Für die Entwicklung der psychischen Sicherheit ist es wichtig, dass (meistens ) sofort auf das Weinen reagiert wird, damit das Baby einen Zusammenhang zwischen seinem Verhalten (Weinen) und der mütterlichen Reaktion (dem Trösten) herstellen kann. Ist der Zeitraum zwischen dem Weinen und der Reaktion darauf zu lang, dann fühlt sich das Kind nicht als "Verursacher" der mütterlichen Reaktion, d.h. es fehlt die Erfahrung der Effektivität des eigenen Verhaltens. Das Kind fühlt sich nicht selbstwirksam und das Eingehen der Mutter auf sein Weinen scheint für das Baby zufällig zu sein. Es hat also nicht das Gefühl es könnte die Welt beeinflussen und selbst "Hilfe herbeiholen". Damit fehlt wieder eine wichtige Dimension für die emotionale Sicherheit. Und da bin ich mir sicher, macht es keinen Unterschied, ob das Baby 5 Minuten oder ne halbe Stunde weint- der Zug für die Verknüpfung zwischen seinem eigenen Verhalten und der Reaktion der Mutter, ist nach wenigen Minuten abgefahren (hängt mit den Erklärungen für das Kurzzeitgedächtnis unten zusammen)...dann hat das Erscheinen und Gehen der Mama Zufallscharakter und dem Baby fehlt die Erfahrung, dass es selber jederzeit Hilfe herbeiholen kann, wenn es sie braucht, eine wichtige Vorraussetzung für psychische Sicherheit. Keiner will der Welt hilflos ausgeliefert sein, jeder möchte Einfluss nehmen können und sich selber helfen, wenn es drauf ankommt.
Zu meinem zweiten Punkt mit dem Kurzzeitgedächtnis:
Ich glaube hier erklär ich garnicht lang, ich geb ein Beispiel. Wenn ein 6-Monate altes Baby sich z.B. die Fernbedienung grabscht und darauf rumkaut. Dann ist es ein Leichtes dieses Baby mit einem anderen interessanten Gegenstand abzulenken und ihm die Fernbedienung zu entwinden und aus dem Blickfeld zu schaffen. Es wird der Fernbedienung keine Sekunde nachweinen, wenn man es geschickt anstellt, da für das Baby gilt : AUS DEN AUGEN-AUS DEM SINN.

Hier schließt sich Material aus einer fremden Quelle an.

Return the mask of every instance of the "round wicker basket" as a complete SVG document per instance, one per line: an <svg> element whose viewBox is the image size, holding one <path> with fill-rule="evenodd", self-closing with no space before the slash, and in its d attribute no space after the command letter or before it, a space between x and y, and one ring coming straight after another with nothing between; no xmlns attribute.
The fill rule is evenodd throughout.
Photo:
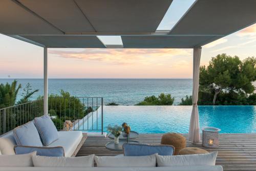
<svg viewBox="0 0 256 171"><path fill-rule="evenodd" d="M186 139L180 134L166 133L162 136L161 144L172 145L174 146L175 147L174 155L177 155L181 149L186 147Z"/></svg>

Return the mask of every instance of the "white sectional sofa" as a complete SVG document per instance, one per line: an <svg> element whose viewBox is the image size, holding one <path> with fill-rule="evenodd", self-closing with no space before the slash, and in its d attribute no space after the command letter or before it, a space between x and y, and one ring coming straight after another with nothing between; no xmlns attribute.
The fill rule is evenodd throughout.
<svg viewBox="0 0 256 171"><path fill-rule="evenodd" d="M221 166L189 166L151 167L0 167L5 171L223 171Z"/></svg>
<svg viewBox="0 0 256 171"><path fill-rule="evenodd" d="M47 147L62 146L66 157L75 156L84 141L81 131L59 131L59 139ZM14 145L16 145L12 131L0 137L0 151L3 155L14 155Z"/></svg>

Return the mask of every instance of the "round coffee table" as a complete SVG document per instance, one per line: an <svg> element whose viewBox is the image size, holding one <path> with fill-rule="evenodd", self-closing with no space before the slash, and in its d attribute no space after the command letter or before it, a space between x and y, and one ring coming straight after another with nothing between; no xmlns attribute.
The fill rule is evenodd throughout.
<svg viewBox="0 0 256 171"><path fill-rule="evenodd" d="M123 137L124 134L123 134L123 132L122 132L122 134L121 134L121 135L119 137L119 140L123 139L126 140L127 138L127 137ZM129 135L128 136L128 140L135 139L137 138L138 136L139 136L139 133L138 133L137 132L131 131ZM115 138L115 136L112 134L110 134L110 135L109 135L109 138L110 139L114 139Z"/></svg>
<svg viewBox="0 0 256 171"><path fill-rule="evenodd" d="M105 145L106 148L113 151L122 152L123 151L123 144L127 143L125 140L120 140L118 144L115 144L114 141L107 143ZM128 140L130 143L139 143L139 141Z"/></svg>

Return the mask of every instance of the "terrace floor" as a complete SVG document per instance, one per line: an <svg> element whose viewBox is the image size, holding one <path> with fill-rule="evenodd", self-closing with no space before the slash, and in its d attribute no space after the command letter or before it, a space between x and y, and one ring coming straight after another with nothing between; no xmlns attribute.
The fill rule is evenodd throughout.
<svg viewBox="0 0 256 171"><path fill-rule="evenodd" d="M141 134L136 139L141 143L159 144L161 134ZM187 140L187 135L184 135ZM187 142L187 146L198 147L209 152L218 151L216 164L224 170L256 170L256 134L223 134L219 136L220 146L208 148ZM95 154L97 156L115 156L121 153L106 149L105 144L113 141L108 138L89 136L77 156Z"/></svg>

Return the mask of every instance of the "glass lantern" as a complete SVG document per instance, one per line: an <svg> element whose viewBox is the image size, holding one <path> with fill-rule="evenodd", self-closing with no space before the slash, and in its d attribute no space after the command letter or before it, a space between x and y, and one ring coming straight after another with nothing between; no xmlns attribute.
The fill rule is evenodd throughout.
<svg viewBox="0 0 256 171"><path fill-rule="evenodd" d="M203 146L208 148L219 147L219 132L221 130L213 127L203 129Z"/></svg>

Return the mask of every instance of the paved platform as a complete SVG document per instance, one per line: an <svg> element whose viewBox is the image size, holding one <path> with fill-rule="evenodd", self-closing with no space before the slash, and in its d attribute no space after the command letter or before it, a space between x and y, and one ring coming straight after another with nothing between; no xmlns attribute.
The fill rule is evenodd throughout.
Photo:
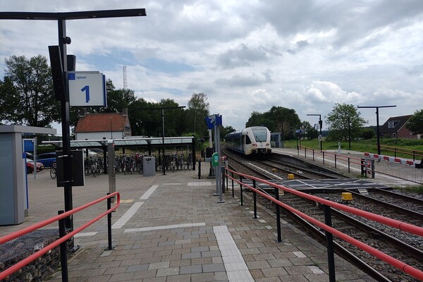
<svg viewBox="0 0 423 282"><path fill-rule="evenodd" d="M224 194L217 203L208 164L197 171L116 176L122 203L113 213L113 245L108 250L106 219L75 238L80 250L69 262L70 281L327 281L326 251L286 222L276 242L276 219L252 203L240 206ZM73 189L73 206L105 195L108 176L86 177ZM0 235L54 216L63 208L63 188L44 171L28 176L29 216L18 226L0 226ZM238 189L235 195L238 194ZM75 216L75 226L106 209L100 204ZM56 228L56 226L49 226ZM336 256L337 281L372 278ZM61 281L60 271L50 281Z"/></svg>

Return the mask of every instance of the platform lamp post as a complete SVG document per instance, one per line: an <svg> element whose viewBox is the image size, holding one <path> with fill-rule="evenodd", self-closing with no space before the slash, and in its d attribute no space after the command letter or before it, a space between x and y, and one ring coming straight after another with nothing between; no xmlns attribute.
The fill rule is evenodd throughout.
<svg viewBox="0 0 423 282"><path fill-rule="evenodd" d="M307 114L307 116L319 116L319 127L320 128L320 135L319 137L319 142L320 143L320 152L323 152L323 148L321 146L321 140L322 140L322 137L321 137L321 127L323 125L323 123L321 122L321 115L320 114Z"/></svg>
<svg viewBox="0 0 423 282"><path fill-rule="evenodd" d="M62 149L63 154L63 190L65 212L73 208L72 200L72 176L70 164L70 133L69 118L69 93L67 89L67 80L65 73L70 70L68 68L68 54L66 45L70 44L70 38L66 36L66 20L94 19L101 18L121 18L145 16L145 8L87 11L65 13L50 12L0 12L0 20L56 20L59 31L59 45L49 47L51 61L55 62L56 68L52 68L56 99L61 102L62 123ZM57 47L57 48L56 48ZM51 55L54 55L52 58ZM53 64L52 64L53 65ZM59 68L57 68L59 66ZM55 70L54 70L55 68ZM66 227L73 228L73 220L70 218L66 221Z"/></svg>
<svg viewBox="0 0 423 282"><path fill-rule="evenodd" d="M164 176L166 176L164 170L164 110L171 109L183 109L185 106L164 106L159 108L138 108L140 110L161 110L161 149L163 151L163 159L161 160L161 171Z"/></svg>
<svg viewBox="0 0 423 282"><path fill-rule="evenodd" d="M379 131L379 108L393 108L395 106L357 106L357 108L373 108L376 109L376 137L377 139L377 154L381 154L381 142Z"/></svg>
<svg viewBox="0 0 423 282"><path fill-rule="evenodd" d="M351 149L351 123L350 117L347 116L346 118L336 118L340 119L346 119L348 121L348 149Z"/></svg>

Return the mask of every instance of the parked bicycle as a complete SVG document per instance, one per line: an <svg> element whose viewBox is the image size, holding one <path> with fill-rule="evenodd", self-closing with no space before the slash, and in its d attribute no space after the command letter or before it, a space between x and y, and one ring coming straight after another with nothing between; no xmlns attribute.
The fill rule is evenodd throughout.
<svg viewBox="0 0 423 282"><path fill-rule="evenodd" d="M53 163L53 166L50 168L50 177L53 179L56 178L56 161Z"/></svg>

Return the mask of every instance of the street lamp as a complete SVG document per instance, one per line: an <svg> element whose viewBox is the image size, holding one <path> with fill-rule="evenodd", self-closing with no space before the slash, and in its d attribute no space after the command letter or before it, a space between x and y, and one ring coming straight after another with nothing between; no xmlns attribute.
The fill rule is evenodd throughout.
<svg viewBox="0 0 423 282"><path fill-rule="evenodd" d="M319 116L319 125L320 127L320 135L319 135L319 142L320 143L320 152L323 151L321 147L321 126L323 123L321 122L321 115L320 114L307 114L307 116Z"/></svg>
<svg viewBox="0 0 423 282"><path fill-rule="evenodd" d="M164 106L159 108L138 108L140 110L161 110L161 148L163 150L163 159L161 160L161 171L163 175L166 176L166 171L164 170L164 110L171 109L183 109L185 106Z"/></svg>
<svg viewBox="0 0 423 282"><path fill-rule="evenodd" d="M357 108L376 108L376 137L377 139L377 154L381 154L381 142L379 133L379 108L391 108L396 106L357 106Z"/></svg>
<svg viewBox="0 0 423 282"><path fill-rule="evenodd" d="M346 119L348 121L348 149L351 149L351 123L350 122L350 117L346 118L336 118L341 119Z"/></svg>

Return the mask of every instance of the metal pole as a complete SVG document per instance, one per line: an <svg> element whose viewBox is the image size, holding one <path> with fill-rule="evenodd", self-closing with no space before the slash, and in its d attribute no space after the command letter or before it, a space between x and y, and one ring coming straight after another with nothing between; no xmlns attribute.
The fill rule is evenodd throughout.
<svg viewBox="0 0 423 282"><path fill-rule="evenodd" d="M252 187L256 188L255 179L252 180ZM252 196L254 198L254 219L257 219L257 193L255 191L252 192Z"/></svg>
<svg viewBox="0 0 423 282"><path fill-rule="evenodd" d="M221 181L221 178L222 178L222 172L221 172L221 168L222 167L221 166L221 153L220 153L220 125L217 125L214 126L214 129L216 131L216 140L215 140L216 142L216 147L217 149L217 157L219 158L218 161L217 161L217 172L216 174L216 180L217 182L219 182L219 201L217 202L218 203L224 203L225 201L223 200L223 197L222 197L222 181Z"/></svg>
<svg viewBox="0 0 423 282"><path fill-rule="evenodd" d="M58 16L59 29L59 47L62 56L62 65L63 73L68 71L68 55L66 51L66 20L61 16ZM69 88L68 80L65 79L66 87L63 90L63 97L61 97L61 125L63 140L63 192L65 202L65 212L73 209L72 199L72 182L71 182L71 163L70 163L70 123L69 121ZM66 219L66 227L73 228L73 216L70 216Z"/></svg>
<svg viewBox="0 0 423 282"><path fill-rule="evenodd" d="M275 198L279 200L279 189L274 188L275 189ZM282 234L281 233L281 207L275 203L276 208L276 229L278 231L278 243L282 242Z"/></svg>
<svg viewBox="0 0 423 282"><path fill-rule="evenodd" d="M164 171L164 111L161 109L161 149L163 149L163 160L161 161L161 171L164 176L166 176Z"/></svg>
<svg viewBox="0 0 423 282"><path fill-rule="evenodd" d="M243 201L243 176L240 176L240 182L241 183L240 184L240 190L241 192L240 197L241 197L241 206L244 205L244 202Z"/></svg>
<svg viewBox="0 0 423 282"><path fill-rule="evenodd" d="M379 130L379 108L376 108L376 135L377 138L377 154L381 154L381 140Z"/></svg>
<svg viewBox="0 0 423 282"><path fill-rule="evenodd" d="M64 211L59 211L57 214L62 214ZM65 228L66 219L59 220L59 236L60 238L66 235ZM68 242L65 241L60 244L60 264L61 266L62 282L68 282Z"/></svg>
<svg viewBox="0 0 423 282"><path fill-rule="evenodd" d="M322 142L323 136L321 136L321 127L323 126L323 122L321 121L321 116L319 115L319 125L320 125L320 151L323 151Z"/></svg>
<svg viewBox="0 0 423 282"><path fill-rule="evenodd" d="M324 204L324 221L326 225L332 227L332 219L331 216L331 207ZM329 271L329 281L335 282L335 257L333 256L333 235L325 231L326 238L326 249L328 253L328 264Z"/></svg>
<svg viewBox="0 0 423 282"><path fill-rule="evenodd" d="M351 125L350 124L350 118L348 118L348 149L351 149Z"/></svg>
<svg viewBox="0 0 423 282"><path fill-rule="evenodd" d="M110 193L107 193L110 195ZM111 207L111 198L107 198L107 210ZM111 245L111 212L107 214L107 239L109 242L109 250L113 250Z"/></svg>
<svg viewBox="0 0 423 282"><path fill-rule="evenodd" d="M233 186L233 173L231 173L232 175L232 197L235 197L235 190L234 190L234 186Z"/></svg>

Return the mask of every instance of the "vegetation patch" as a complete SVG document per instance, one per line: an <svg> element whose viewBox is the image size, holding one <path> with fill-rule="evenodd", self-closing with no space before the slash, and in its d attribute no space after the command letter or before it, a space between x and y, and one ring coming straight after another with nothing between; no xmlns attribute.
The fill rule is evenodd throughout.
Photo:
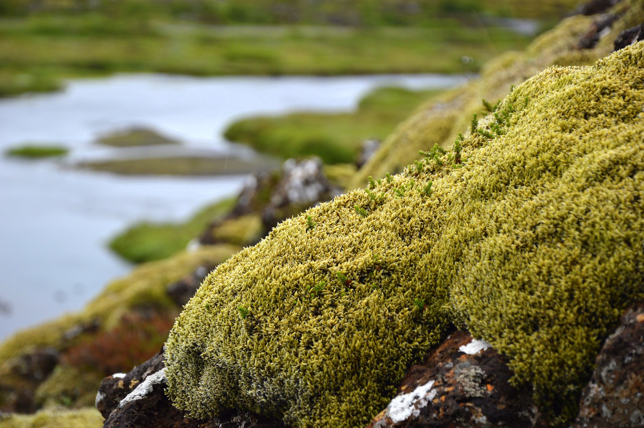
<svg viewBox="0 0 644 428"><path fill-rule="evenodd" d="M120 175L235 175L268 171L279 163L271 158L247 160L240 158L176 156L113 159L81 162L78 167Z"/></svg>
<svg viewBox="0 0 644 428"><path fill-rule="evenodd" d="M644 42L549 68L457 147L220 265L167 342L175 405L364 426L455 322L565 425L601 340L644 297L642 64Z"/></svg>
<svg viewBox="0 0 644 428"><path fill-rule="evenodd" d="M135 263L166 259L184 250L211 222L227 214L234 203L234 199L228 199L213 203L184 223L134 225L110 241L109 248Z"/></svg>
<svg viewBox="0 0 644 428"><path fill-rule="evenodd" d="M8 156L26 159L59 158L69 153L69 149L61 145L41 145L26 144L7 149L5 154Z"/></svg>
<svg viewBox="0 0 644 428"><path fill-rule="evenodd" d="M169 138L146 128L132 128L100 136L97 142L104 145L129 147L163 144L179 144L177 140Z"/></svg>
<svg viewBox="0 0 644 428"><path fill-rule="evenodd" d="M105 420L93 406L83 409L46 409L34 414L0 416L1 428L100 428Z"/></svg>
<svg viewBox="0 0 644 428"><path fill-rule="evenodd" d="M349 163L365 140L384 139L438 92L381 88L361 100L352 113L298 113L247 118L232 124L224 135L285 158L314 154L327 164Z"/></svg>

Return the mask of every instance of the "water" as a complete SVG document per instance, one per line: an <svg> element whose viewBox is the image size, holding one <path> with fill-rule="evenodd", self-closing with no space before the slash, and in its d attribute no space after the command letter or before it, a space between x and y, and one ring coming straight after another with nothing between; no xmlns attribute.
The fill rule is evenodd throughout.
<svg viewBox="0 0 644 428"><path fill-rule="evenodd" d="M0 100L0 150L30 142L70 148L68 161L115 157L118 149L93 144L96 137L144 126L200 153L237 153L222 134L242 116L348 111L376 86L446 88L462 81L437 75L157 75L73 80L60 93ZM0 339L80 310L109 280L126 274L131 266L106 243L128 225L185 219L238 192L244 178L123 177L62 166L0 156Z"/></svg>

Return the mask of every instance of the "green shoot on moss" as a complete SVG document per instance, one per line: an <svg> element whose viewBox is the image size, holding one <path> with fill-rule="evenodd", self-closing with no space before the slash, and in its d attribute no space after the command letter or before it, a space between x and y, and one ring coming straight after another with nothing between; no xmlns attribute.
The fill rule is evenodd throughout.
<svg viewBox="0 0 644 428"><path fill-rule="evenodd" d="M430 196L431 195L431 184L432 182L430 181L427 183L427 185L423 187L422 189L418 191L426 196Z"/></svg>
<svg viewBox="0 0 644 428"><path fill-rule="evenodd" d="M307 216L307 232L310 232L314 229L316 224L310 216Z"/></svg>
<svg viewBox="0 0 644 428"><path fill-rule="evenodd" d="M473 134L477 131L477 129L478 127L478 119L477 118L477 114L474 113L472 116L472 121L469 122L469 130Z"/></svg>
<svg viewBox="0 0 644 428"><path fill-rule="evenodd" d="M357 205L354 205L354 209L355 210L356 212L357 212L363 217L366 217L367 216L369 215L369 213L367 212L366 210L365 210L364 208L362 208L361 207L358 207Z"/></svg>

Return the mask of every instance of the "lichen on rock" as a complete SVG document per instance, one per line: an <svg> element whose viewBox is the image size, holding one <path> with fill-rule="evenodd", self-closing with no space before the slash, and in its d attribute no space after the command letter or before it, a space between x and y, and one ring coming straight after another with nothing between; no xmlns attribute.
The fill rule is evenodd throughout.
<svg viewBox="0 0 644 428"><path fill-rule="evenodd" d="M200 416L364 425L450 322L554 425L644 297L644 42L518 86L446 151L279 225L220 265L167 343Z"/></svg>

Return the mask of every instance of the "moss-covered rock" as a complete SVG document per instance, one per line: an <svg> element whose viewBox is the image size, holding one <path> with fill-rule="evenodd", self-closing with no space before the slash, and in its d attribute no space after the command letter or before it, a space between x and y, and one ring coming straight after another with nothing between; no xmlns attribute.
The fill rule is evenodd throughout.
<svg viewBox="0 0 644 428"><path fill-rule="evenodd" d="M48 409L35 414L0 416L0 428L99 428L103 417L94 407Z"/></svg>
<svg viewBox="0 0 644 428"><path fill-rule="evenodd" d="M484 111L482 98L495 103L508 94L513 85L550 66L589 65L605 57L621 32L644 21L644 1L622 0L607 13L616 18L597 35L592 48L582 48L579 42L594 27L597 17L572 16L537 37L525 51L504 53L483 68L479 79L426 102L383 142L355 174L349 188L365 185L369 176L378 178L387 172L400 172L418 159L419 150L427 150L435 144L444 147L451 145L466 128L472 113Z"/></svg>
<svg viewBox="0 0 644 428"><path fill-rule="evenodd" d="M450 322L554 424L644 297L644 43L548 68L450 151L281 223L216 269L167 342L169 393L357 427Z"/></svg>

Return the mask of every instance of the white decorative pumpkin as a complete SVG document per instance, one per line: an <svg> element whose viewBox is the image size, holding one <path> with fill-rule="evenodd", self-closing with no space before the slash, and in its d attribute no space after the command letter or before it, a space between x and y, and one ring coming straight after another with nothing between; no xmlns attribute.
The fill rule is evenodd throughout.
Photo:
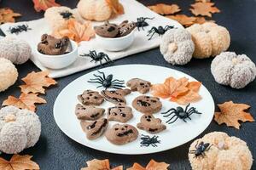
<svg viewBox="0 0 256 170"><path fill-rule="evenodd" d="M0 151L17 154L35 145L40 133L41 122L34 112L15 106L0 110Z"/></svg>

Auch bei einem 9-Monate alten Baby kann man mit Ablenkung noch gut punkten, auch mit einem Jahr und eineihalb, da die Erinnerungsspanne sehr, sehr kurz ist.
Versucht man das mit einem 2jährigen, sieht die Sache schon anders aus. Ein Zweijähriges Kind brüllt der Fernbedienung noch eine halbe Stunde hinterher, weil es sich gut erinnern kann.
Genau dasselbe Phänomen gilt auch für das Erscheinen der Mama im bestimmten Zeitabständen, während das Baby weint. Sobald Mama wieder aus dem Blickfeld ist, ist sie für ein 5 Monate altes Baby vergessen.
Ich zitiere hier mal aus meinem Buch:
Lise Eliot "Was geht da drinnen vor- Die Gehirnentwicklung in den ersten 5 Lebensjahren" Kap. 13 "die Entstehung des Gedächtnisses"
"Acht Monate ist das Alter, in dem ein Baby erstmal in der Lage ist, ein verstecktes Spielzeug wiederzufinden....
....In diesem Alter können Babys endlich für einige Augenblicke ein gedankliches Bild von der Mutter, von einem Spielzeug oder einem Ereignis zurückbehalten, nachdem das betreffende Vorbild aus der Sicht verschwunden ist. Diese Fähigkeit, Objektpermanenz genannt , ist wesentlich für die Bindung verantwortlich. Man nimmt an, dass diese Form des bewussten Kurzzeitgedächtnis infolge eines Entwicklungsschubs im präfrontalen Kortex etwa in diesem Alter zustande kommt."